「人生七十古来稀なり」(じんせいしちじゅうこらいまれなり)と中国唐の詩人杜甫がよんだ七十歳を迎え、体のあちこちにトラブルが生じるようになりました。
一昨年は駅のエスカレーターで転倒し、人生初の骨折を経験しました。さらに昨年は、健康診断で食道がんが見つかりました。死を覚悟し、病者の塗油を授かって手術に臨みました。幸い手術は成功し新しい年を迎えることができたことに感謝しています。
2019年に来日された教皇フランシスコは、羽田空港に出迎えた高校生に「歩みなさい、そして転びなさい」というメッセージをくださいました。転ぶことは単なる失敗ではなく、新たな発見につながることを教えてくださったのです。

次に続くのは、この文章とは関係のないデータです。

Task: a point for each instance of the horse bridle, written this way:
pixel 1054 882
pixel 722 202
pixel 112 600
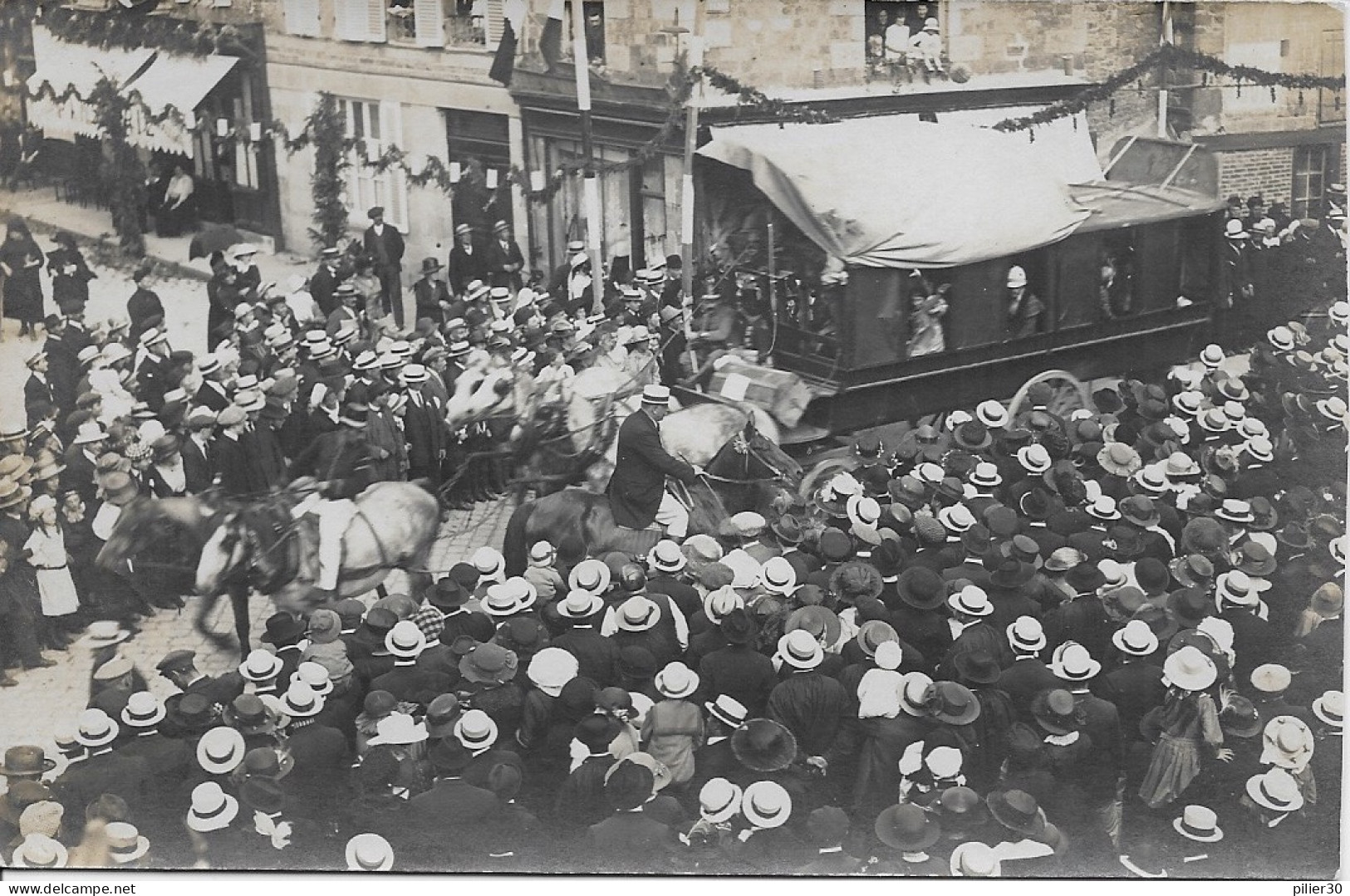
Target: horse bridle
pixel 741 446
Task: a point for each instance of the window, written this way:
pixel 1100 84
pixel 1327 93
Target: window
pixel 378 125
pixel 1311 165
pixel 890 26
pixel 361 21
pixel 302 17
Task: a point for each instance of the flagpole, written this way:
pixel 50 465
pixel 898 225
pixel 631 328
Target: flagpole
pixel 590 185
pixel 695 60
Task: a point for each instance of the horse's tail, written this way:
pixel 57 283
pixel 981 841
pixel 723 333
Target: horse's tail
pixel 514 543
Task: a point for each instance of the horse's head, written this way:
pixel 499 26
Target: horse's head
pixel 222 555
pixel 479 397
pixel 751 457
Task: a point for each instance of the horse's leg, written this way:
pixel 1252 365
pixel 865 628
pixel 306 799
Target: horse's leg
pixel 239 604
pixel 205 605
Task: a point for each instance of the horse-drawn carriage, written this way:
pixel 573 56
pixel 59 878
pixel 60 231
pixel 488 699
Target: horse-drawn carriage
pixel 1123 265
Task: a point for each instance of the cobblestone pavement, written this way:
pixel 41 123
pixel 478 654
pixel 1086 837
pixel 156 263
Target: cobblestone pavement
pixel 47 701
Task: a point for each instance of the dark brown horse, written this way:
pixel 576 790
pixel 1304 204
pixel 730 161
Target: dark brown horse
pixel 237 548
pixel 749 472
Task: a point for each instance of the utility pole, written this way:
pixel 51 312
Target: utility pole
pixel 590 184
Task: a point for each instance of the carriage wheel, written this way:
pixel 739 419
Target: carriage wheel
pixel 821 472
pixel 1068 393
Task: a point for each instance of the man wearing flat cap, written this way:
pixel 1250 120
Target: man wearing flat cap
pixel 385 244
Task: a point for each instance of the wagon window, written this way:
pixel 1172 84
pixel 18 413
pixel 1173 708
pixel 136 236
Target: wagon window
pixel 1157 276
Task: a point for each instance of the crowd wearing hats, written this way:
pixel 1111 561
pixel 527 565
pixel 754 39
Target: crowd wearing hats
pixel 1106 643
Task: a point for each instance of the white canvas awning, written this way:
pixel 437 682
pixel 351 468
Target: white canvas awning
pixel 896 192
pixel 64 66
pixel 179 82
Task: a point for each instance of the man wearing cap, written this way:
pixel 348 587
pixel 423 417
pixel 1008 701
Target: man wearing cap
pixel 385 244
pixel 341 462
pixel 431 296
pixel 637 486
pixel 468 261
pixel 503 258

七十歳の私にとって転ぶことは一大事です。それでもこれらの体験はまたとない恵みの機会となりました。折れた鎖骨を固定しながらの不自由で痛みを伴う生活は、当たり前と思って過ごしてきた日常のありがたさに気づかせてくれました。がん治療のための入院生活では、病と闘う大勢の患者さんと知り合うことができました。暖かく見守り、全力で治療に当たってくださった医師、看護師、病院関係者の皆様のお姿は、たくましく神々しく思えました。
「七転び八起き」という言葉があります。
転んで起き上がるまでをセットで数えると、「七転び七起き」ではないのかな?などと、不遜にも思っていました。しかし術後の痛みの中、ベッドに横たわっていて初めて、神の愛ゆえにこの世に生を受け、皆様の支えによって起き上がることができた一回目を数え忘れていたことに、この歳になってようやく気づくことができました。
転んでも起き上がり、でもできれば転ばぬ先の杖に心掛けて、今年一年を歩んでゆきたいと思っています。